The concerns most experts raised were how advances in AI will affect humans, their free will, and what it would mean to be productive in that age. Another worry was that the evolution of AI by 2030 may continue to be focussed on optimising profits and social control, with stakeholders struggling to reach a consensus on ethics.

However, they had some hope of finding ways to address these issues as there’s a global focus on ethical AI and this is moving society towards an agreement to make AI development beneficial, autonomous and just.

These facts were highlighted in a new report released by the Pew Research Center and Elon University’s Imaging the Internet Center. The research surveyed 602 technology innovators, business and policy leaders, researchers, and activists.

According to the report, 68 percent of the respondents chose the option declaring that ethical principles focussed primarily on public goodwill not be employed in most AI systems by 2030. Only 32 percent of the respondents believed most AI systems will focus on public good by 2030.

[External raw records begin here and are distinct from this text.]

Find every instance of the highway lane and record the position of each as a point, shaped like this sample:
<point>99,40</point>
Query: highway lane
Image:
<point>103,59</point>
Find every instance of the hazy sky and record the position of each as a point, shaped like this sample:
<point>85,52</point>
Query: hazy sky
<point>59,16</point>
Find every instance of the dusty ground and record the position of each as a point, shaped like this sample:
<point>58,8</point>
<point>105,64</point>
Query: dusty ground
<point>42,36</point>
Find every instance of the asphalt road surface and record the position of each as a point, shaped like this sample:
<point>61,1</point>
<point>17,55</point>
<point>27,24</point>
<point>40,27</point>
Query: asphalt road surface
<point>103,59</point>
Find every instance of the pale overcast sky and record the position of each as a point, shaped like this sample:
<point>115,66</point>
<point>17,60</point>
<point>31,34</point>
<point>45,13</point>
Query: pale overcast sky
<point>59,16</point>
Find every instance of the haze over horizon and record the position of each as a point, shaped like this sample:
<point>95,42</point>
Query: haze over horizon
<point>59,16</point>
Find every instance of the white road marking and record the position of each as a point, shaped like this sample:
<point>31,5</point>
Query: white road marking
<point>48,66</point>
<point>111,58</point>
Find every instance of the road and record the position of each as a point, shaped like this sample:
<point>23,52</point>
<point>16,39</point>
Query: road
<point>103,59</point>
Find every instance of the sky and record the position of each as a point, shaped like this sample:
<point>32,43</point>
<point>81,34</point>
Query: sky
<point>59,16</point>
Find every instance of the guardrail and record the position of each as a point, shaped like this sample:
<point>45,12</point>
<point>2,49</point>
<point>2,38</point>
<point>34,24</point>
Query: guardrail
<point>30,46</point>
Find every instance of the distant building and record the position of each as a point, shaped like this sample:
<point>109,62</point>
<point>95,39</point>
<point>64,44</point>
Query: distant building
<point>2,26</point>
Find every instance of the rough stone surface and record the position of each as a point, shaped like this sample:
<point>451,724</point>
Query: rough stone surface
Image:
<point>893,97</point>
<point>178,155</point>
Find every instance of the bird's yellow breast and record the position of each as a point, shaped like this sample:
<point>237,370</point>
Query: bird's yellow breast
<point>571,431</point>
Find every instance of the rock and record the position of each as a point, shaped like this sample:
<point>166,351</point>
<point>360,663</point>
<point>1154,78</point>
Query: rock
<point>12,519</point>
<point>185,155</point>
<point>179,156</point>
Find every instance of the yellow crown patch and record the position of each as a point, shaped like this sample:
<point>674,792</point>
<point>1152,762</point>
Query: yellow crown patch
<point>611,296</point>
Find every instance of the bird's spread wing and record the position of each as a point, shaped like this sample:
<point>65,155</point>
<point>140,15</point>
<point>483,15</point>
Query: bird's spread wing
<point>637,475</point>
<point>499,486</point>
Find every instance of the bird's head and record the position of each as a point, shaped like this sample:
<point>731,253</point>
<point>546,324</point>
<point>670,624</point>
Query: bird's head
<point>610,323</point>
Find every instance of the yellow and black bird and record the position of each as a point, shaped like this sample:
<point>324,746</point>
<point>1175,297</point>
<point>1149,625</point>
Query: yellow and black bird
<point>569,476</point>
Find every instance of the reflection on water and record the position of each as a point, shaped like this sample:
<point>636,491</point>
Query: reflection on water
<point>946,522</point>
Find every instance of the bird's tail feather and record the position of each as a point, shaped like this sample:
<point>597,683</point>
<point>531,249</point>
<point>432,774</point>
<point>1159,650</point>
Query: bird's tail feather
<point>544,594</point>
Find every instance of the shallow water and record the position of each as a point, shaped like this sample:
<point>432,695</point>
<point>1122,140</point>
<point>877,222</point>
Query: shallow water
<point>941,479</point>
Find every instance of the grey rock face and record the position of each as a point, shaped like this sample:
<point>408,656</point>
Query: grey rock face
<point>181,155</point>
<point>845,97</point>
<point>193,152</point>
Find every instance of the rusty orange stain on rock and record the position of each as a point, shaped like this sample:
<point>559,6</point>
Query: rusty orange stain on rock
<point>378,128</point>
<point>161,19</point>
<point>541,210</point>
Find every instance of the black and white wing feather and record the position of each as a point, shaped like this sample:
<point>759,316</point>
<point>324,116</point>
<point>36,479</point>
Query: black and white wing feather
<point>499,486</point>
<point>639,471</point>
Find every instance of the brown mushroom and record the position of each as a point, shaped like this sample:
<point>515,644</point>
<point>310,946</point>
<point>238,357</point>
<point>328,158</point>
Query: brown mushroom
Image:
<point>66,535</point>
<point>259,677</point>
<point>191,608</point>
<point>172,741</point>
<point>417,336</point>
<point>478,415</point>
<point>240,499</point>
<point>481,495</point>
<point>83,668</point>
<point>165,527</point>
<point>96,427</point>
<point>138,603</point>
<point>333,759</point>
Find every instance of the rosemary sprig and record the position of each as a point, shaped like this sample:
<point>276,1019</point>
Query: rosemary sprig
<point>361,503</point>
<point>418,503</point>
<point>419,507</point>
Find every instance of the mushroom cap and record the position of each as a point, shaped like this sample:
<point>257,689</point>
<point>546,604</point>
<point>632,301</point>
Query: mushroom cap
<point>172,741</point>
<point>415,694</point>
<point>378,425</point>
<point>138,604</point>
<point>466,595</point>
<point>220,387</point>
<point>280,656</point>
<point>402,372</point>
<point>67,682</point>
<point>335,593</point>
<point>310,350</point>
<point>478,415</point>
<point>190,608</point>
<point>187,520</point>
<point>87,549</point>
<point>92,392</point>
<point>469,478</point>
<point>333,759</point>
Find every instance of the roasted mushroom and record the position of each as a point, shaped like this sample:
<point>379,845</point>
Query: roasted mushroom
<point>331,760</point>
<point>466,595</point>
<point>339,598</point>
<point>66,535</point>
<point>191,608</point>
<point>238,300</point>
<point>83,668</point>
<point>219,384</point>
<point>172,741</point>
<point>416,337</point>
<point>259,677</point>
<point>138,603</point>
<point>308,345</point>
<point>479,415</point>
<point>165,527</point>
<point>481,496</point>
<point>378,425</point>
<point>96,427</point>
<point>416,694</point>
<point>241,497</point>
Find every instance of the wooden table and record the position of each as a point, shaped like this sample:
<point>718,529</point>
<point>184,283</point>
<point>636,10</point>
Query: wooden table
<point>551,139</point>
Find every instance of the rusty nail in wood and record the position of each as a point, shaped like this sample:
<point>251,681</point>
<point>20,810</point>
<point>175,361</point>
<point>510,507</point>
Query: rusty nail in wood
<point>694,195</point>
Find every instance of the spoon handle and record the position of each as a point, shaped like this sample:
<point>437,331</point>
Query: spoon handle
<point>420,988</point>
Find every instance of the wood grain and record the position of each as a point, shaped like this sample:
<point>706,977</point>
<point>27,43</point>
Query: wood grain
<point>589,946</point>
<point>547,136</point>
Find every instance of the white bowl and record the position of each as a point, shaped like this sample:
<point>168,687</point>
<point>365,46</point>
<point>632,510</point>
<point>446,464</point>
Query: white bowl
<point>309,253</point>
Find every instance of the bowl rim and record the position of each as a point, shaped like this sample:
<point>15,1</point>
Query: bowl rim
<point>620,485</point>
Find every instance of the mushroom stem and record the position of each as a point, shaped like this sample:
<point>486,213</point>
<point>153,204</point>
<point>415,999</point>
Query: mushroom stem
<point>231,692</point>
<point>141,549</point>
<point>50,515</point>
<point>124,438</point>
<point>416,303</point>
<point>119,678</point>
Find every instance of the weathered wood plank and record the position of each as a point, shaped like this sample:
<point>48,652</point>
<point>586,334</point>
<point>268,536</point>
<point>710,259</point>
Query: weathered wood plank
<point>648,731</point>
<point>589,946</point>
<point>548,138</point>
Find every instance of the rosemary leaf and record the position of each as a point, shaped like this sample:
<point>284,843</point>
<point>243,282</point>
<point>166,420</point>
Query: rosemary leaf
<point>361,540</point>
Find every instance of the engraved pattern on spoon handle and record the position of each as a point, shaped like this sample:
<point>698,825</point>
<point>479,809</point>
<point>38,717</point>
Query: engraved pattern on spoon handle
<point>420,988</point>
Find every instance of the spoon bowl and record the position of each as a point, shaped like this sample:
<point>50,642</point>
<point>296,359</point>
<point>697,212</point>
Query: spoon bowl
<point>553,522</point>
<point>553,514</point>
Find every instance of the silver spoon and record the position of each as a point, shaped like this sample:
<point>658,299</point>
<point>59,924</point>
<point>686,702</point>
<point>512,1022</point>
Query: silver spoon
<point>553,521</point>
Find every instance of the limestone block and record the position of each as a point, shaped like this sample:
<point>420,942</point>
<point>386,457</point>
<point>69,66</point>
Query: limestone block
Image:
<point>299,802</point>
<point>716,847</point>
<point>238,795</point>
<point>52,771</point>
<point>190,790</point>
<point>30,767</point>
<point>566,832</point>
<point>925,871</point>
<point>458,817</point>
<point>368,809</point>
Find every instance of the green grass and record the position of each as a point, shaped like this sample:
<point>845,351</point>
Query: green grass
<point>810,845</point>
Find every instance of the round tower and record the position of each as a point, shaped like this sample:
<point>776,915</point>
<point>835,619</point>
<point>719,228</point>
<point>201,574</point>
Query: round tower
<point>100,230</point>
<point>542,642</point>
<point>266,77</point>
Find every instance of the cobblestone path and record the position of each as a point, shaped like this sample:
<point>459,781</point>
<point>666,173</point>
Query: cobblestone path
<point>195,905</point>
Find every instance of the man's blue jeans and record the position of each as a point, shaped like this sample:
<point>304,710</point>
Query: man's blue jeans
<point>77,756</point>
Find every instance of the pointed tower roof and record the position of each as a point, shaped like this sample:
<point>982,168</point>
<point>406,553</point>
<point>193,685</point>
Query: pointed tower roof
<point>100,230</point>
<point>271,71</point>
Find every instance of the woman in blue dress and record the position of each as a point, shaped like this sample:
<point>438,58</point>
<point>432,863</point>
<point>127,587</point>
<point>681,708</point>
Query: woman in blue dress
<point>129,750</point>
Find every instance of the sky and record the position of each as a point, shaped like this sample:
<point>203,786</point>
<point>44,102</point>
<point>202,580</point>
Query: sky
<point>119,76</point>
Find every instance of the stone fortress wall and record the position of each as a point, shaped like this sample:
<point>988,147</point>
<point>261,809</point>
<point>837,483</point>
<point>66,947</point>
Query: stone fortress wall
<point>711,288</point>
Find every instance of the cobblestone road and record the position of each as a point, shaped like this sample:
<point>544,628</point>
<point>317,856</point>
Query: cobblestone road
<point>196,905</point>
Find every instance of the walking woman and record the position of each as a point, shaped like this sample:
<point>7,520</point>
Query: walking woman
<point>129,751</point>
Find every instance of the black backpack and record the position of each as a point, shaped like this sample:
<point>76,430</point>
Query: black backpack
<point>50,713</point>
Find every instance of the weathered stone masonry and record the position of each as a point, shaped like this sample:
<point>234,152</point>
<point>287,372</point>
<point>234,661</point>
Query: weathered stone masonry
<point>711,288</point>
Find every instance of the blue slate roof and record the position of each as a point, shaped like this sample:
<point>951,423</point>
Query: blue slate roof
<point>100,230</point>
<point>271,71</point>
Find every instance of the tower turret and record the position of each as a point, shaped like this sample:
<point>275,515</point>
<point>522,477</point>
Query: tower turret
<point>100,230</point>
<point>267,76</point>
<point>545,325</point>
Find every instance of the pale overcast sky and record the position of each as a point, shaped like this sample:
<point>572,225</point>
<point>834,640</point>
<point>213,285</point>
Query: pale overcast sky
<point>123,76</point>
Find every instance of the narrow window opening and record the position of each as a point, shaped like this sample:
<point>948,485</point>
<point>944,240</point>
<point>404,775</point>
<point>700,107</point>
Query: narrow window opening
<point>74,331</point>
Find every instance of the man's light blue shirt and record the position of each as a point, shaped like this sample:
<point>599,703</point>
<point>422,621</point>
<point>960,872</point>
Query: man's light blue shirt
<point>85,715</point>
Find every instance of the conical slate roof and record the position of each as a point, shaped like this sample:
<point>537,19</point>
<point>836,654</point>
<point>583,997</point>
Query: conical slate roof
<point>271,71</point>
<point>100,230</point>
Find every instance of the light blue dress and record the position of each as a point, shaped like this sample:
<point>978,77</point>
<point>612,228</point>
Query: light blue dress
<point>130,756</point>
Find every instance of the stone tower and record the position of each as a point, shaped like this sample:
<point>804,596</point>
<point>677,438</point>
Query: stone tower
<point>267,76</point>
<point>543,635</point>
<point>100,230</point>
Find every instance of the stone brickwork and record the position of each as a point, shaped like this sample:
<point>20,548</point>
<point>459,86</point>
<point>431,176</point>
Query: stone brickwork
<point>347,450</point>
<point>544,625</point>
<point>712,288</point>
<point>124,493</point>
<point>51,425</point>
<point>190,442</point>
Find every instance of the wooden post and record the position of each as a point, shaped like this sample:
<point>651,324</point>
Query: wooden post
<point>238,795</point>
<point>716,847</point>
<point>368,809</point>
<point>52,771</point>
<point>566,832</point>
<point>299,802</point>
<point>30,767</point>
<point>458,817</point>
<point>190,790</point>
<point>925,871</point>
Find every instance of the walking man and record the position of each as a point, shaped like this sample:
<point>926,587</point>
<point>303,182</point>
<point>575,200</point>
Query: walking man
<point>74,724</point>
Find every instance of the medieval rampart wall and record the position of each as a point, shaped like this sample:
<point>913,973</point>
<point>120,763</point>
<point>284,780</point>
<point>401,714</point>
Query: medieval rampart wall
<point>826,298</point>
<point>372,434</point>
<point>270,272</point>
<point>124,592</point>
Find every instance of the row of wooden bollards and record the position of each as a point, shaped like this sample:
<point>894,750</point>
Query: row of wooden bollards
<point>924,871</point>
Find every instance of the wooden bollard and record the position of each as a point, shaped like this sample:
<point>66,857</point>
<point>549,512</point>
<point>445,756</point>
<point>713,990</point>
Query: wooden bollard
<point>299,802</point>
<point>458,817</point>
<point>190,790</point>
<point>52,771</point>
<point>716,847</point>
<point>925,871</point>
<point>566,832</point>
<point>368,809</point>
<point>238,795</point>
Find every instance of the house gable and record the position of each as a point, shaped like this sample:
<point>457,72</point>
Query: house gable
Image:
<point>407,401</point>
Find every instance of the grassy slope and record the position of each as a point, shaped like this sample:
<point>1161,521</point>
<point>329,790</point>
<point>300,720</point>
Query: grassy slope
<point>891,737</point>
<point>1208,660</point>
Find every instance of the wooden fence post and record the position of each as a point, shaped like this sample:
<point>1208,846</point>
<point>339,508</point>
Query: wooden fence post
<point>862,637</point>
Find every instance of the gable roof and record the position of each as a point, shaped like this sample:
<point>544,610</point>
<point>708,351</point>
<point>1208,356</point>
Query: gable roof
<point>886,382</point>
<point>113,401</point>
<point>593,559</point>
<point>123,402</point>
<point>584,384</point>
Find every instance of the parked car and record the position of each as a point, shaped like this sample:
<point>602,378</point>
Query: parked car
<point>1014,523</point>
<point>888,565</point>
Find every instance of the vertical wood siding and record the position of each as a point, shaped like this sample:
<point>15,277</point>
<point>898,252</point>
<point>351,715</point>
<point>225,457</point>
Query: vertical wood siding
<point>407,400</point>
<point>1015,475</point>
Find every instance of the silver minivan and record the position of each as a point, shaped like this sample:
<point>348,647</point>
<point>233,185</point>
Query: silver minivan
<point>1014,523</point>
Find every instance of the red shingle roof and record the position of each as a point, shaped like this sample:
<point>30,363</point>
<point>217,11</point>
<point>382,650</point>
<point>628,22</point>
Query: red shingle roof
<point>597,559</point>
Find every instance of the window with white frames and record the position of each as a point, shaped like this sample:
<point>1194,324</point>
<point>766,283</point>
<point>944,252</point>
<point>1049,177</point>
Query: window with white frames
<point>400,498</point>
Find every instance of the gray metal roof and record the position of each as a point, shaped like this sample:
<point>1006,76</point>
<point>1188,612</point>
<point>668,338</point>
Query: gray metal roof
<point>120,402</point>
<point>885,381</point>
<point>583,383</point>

Those who responded to the queries include Barry Chudakov, founder and principal of Sertain Research, Mike Godwin, former general counsel for the Wikimedia Foundation and creator of Godwin’s Law, and Jamais Cascio, research fellow at the Institute for the Future.

One of the respondents said, “Rabelais used to say, ‘Science without conscience is the ruin of the soul.’”

The research centre noted that the results represent only the opinions of the individuals who responded to the queries and not projectable to any other population.

The bulk of the research report covers those experts whose written answers have explained their responses.